Part 1: Lecture (public) - 8 units.
The lectures will give an overview on different categories of clustering and outlier detection and introduce fundamental methods as well as specialized methods for high-dimensional data.
An introductory chapter will survey the KDD pipeline. We will shortly discuss properties of feature spaces and distance measures.
The chapter on cluster analysis will cover partitional clustering and density-based clustering, and will give some ideas about hierarchical clustering. Finally, we will discuss challenges and some strategies for clustering high-dimensional data.
The chapter on outlier detection will survey standard methods from the data mining literature as well as the particular challenges and solutions for high-dimensional data.
During the lecture, we might occasionally examine the typical behavior of some representative algorithms on toy data sets.

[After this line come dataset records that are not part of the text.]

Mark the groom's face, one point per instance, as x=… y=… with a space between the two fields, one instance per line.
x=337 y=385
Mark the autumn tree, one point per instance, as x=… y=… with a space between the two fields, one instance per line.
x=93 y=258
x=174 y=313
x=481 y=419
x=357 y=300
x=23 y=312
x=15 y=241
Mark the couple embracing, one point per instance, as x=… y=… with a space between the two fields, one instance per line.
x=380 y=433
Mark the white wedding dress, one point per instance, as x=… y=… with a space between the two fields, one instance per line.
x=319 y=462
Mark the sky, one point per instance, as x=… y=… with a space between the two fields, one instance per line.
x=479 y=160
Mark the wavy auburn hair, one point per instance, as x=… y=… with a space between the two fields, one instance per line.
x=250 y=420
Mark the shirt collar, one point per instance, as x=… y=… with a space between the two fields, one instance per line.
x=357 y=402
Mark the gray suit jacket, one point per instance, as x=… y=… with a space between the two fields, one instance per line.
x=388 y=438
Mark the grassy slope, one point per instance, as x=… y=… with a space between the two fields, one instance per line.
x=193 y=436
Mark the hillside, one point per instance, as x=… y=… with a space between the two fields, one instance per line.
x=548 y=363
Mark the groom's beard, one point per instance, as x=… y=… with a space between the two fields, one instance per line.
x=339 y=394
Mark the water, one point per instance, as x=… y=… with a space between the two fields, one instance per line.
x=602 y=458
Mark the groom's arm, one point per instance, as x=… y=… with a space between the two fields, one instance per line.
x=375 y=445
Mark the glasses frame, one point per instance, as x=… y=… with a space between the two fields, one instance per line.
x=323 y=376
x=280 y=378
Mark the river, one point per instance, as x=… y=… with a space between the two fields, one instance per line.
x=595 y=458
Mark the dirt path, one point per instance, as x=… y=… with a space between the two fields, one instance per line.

Participants interested in following these experiments on their own laptop computer are encouraged to download the latest release of ELKI (http://elki.dbs.ifi.lmu.de/ ) (requires java, e.g., OpenJDK 7).
Part 2: Seminar, 16 participants (PhD school) - 6 units.
In the seminar, we will discuss recent literature on clustering and outlier detection, with a particular focus on high-dimensional data. The participants are to prepare talks on papers and to discuss the presented papers, based on the insights learned in the lecture.
In addition, we will have a short preparatory meeting on May 16, after the last lecture, to discuss the assignment of topics to the participants.
This is a visiting professor course of the Vienna PhD School of informatics in the area of Media Informatics and Visual Computing.
Lecturer: Arthur Zimek, LMU Munich, Germany.
First (minor) part: for the homework given in the lectures, the participants in the seminar should prepare a short report summarizing your answers and send it to zimek@dbs.ifi.lmu.de until May 1, 2014. Please include, if possible, a picture of yourself and a short description of your research topics, to help me learn your names and prepare the seminar assignments.
The second part of the grade will be based on your presentation in the seminar. We will discuss paper assignments to the participants in the seminar on May 16 after the last lecture.